Question 1: Application of 2D Solid Elements
Simplification of complex geometry to perform an efficient analysis of a mechanical or structural problem is a critical step the Computer Aided Engineering analyst must make. In particular, simplifying complex 3D problems into 2D can be beneficial, reducing setup, solve times and allowing for rapid design optimisation.
For this task you are required to identify a series of physical problems which lend themselves to being simplified to the use of a 2D solid element.
You are required to:
Describe and discuss the differences of the 2D Solid Element types:
o Plane Stress;
o Plane Strain; and
o Axisymmetric.
Provide 4 realistic case studies in which the simplification from 3D to 2D solid elements can be made for each of the 2D Solid Element types proposed above. You must describe and discuss why the simplification is suitable. Include schematics and support mathematically if able to do so. This should be conducted clearly, with clearly defined boundary conditions etc.
Setup an ANSYS FE model for one of the case studies discussed above for each element type. Therefore, three models: one for the plane stress, plane strain and axisymmetric element assumptions.

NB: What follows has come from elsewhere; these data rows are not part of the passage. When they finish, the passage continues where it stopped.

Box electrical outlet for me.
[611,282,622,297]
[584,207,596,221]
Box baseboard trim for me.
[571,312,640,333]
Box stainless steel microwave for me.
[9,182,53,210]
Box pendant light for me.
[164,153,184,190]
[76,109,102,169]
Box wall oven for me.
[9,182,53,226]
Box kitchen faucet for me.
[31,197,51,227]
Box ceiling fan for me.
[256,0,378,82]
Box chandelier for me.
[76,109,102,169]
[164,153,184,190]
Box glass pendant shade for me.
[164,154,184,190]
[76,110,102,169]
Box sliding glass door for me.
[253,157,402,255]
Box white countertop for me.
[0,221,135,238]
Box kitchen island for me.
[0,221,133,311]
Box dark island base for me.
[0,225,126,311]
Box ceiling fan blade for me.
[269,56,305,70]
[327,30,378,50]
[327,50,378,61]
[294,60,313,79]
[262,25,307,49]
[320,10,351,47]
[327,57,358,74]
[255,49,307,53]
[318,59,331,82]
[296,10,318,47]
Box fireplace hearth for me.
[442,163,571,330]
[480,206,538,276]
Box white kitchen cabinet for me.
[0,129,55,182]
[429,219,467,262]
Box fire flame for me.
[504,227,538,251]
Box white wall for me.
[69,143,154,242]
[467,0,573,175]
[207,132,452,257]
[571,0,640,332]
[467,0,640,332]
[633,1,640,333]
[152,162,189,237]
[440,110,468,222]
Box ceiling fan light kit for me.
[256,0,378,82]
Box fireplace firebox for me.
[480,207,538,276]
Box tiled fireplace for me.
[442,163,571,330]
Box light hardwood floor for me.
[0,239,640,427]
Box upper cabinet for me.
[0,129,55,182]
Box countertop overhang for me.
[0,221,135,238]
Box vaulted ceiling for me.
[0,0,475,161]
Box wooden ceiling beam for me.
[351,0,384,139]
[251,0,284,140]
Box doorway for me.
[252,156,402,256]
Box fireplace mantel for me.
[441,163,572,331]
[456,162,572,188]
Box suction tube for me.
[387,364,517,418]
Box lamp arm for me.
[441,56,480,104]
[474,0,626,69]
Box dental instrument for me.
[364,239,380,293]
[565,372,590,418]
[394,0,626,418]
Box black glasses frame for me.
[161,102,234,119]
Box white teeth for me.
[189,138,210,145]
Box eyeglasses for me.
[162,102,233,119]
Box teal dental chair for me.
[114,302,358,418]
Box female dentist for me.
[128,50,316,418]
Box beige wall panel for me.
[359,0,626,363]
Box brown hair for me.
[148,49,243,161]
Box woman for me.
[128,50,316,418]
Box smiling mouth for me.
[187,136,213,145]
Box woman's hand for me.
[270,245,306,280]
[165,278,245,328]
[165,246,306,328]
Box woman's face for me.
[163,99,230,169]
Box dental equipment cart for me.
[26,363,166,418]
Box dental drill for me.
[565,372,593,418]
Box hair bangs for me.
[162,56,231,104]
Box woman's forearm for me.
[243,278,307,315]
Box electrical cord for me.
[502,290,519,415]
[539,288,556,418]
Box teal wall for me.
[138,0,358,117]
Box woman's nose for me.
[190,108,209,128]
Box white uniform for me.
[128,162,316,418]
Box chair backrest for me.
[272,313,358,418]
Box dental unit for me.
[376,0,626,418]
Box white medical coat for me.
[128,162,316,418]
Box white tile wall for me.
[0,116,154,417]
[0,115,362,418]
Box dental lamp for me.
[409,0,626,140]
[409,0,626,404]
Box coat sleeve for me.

Present the FE setup (element selection, mesh, boundary conditions etc.), results and a detailed discussion of the suitability for the 2D assumption in a clear and structured report. Describe and discuss the critical results for the particular analysis?
Question 2: Bar Element
Considering an aluminium rod under compression, its FE model is an assembly of two bar elements as shown in the figure below. The rod has a square cross-section (30 mm x 30 mm) and the Youngs Modulus of the aluminium is 70 GPa.
Determine
1) the nodal displacements at nodes 1-3;
2) the reaction at node 1; and
3) the axial stresses and strains in each element.
Question 3: Truss Structure - Update
Consider the three membered planar truss-structure shown in the figure below. All members of the truss have identical square cross-sectional area (A) of 25 mm x 25 mm, and Youngs Modulus (E) = 210 GPa. The hinged joints, A, B and C allow free rotation of the members about the z-axis.
Determine:
1) the horizontal and vertical displacements at joint C;
2) the reaction forces at each support;
3) the stress and strain of each member.